I am trying to configure the STM32F411CEU6 onboard button (PA0), but cannot configure it to use the internal pull-down resistor. My current setup allows it to trigger an interrupt when using a pull-up resistor, but when I change it to a pull-down resistor it no longer works. I would appreciate if anyone could guide me on what I did wrong, and could clarify my understanding of the process. I am using the STM32 Standard Peripheral Library.
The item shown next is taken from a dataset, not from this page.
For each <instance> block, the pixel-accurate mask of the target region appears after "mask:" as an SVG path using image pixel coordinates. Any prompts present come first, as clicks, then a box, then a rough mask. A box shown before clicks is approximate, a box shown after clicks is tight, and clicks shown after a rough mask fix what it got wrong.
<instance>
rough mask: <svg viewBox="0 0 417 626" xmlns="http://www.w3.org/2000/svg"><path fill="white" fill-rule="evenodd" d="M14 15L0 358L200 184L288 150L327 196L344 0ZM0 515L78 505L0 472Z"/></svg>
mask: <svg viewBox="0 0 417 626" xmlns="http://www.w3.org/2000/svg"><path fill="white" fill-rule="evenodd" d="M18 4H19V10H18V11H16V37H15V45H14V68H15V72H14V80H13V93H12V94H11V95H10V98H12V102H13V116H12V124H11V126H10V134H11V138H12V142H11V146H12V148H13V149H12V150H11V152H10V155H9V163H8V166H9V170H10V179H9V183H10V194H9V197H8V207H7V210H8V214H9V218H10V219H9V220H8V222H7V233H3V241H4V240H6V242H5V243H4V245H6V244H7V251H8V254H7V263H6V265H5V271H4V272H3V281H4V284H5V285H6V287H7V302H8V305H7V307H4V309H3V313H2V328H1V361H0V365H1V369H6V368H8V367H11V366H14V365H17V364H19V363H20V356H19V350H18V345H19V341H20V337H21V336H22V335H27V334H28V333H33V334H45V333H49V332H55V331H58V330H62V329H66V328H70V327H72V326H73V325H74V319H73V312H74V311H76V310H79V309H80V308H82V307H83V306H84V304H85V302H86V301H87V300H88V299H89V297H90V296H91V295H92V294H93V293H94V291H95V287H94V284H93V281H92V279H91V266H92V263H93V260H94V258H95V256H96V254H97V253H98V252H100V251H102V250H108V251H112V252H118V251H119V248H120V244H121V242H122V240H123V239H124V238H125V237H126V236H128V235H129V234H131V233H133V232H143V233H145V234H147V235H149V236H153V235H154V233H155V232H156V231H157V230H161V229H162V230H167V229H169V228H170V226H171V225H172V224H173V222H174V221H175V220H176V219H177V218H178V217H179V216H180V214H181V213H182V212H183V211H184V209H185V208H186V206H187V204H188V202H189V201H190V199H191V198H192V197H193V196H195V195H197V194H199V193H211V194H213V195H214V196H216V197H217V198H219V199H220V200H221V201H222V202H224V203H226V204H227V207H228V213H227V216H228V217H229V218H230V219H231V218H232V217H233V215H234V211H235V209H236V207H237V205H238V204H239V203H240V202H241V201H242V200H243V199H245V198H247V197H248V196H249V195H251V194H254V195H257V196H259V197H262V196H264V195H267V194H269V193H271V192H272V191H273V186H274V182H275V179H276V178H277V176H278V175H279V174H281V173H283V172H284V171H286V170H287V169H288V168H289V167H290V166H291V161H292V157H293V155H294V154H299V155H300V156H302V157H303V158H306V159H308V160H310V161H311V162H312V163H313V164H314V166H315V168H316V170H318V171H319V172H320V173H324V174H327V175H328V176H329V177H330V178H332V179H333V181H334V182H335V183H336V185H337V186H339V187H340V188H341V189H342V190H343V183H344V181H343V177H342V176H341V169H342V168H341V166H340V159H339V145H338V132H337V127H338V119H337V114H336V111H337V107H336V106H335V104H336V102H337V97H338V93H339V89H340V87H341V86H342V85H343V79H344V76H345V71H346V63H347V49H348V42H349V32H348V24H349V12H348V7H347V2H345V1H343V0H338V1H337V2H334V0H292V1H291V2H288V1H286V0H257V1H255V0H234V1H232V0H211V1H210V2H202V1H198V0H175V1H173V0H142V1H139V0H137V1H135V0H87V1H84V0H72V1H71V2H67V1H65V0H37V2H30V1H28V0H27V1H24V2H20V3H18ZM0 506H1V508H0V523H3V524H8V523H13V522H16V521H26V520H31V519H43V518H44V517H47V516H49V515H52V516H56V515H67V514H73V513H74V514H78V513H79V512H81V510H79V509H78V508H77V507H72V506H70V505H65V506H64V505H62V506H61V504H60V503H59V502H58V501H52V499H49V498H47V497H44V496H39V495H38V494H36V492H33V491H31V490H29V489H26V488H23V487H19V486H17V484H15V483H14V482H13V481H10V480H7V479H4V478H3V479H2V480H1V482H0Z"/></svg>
I have put my GPIO initialization code below.
// enable clocks for the the KEY button (PA0) GPIO and
// the system configuration controller (SYSCFG) for GPIO interrupts
RCC_AHB1PeriphClockCmd(RCC_AHB1Periph_GPIOA, ENABLE);
RCC_APB2PeriphClockCmd(RCC_APB2Periph_SYSCFG, ENABLE);
// initialize the GPIO pin, PA0, with an internal Pull-Down resistor
GPIO_InitTypeDef GPIO_Button_InitStructure = {
.GPIO_Pin = GPIO_Pin_0,
.GPIO_Mode = GPIO_Mode_IN,
.GPIO_PuPd = GPIO_PuPd_DOWN /* works with GPIO_PuPd_UP... */
};
GPIO_Init(GPIOA, &GPIO_Button_InitStructure);
/* ... Other interrupt enabling configuration stuff that is known to work here... */
The user push button on your black pill board is connected between PA0 and GND. It makes no sense to configure PA0 with pull-down configuration. In this case, pushing the button won't affect the state of the PA0 pin; it was logic 0 before the push and remain at logic 0 during and after the push. Obviously, the the hardware and software can't detect this push.
Edit:
Unlike the older blue pill boards, the schematic of the black pill boards is harder to find on internet. I was able to find it on their official Github repo. However, connecting push buttons to GND and pulling-up uC pins to logic 1 using either internal or external pull-up resistors is a common practice, so I'm not surprised that black pill board follows the same tradition.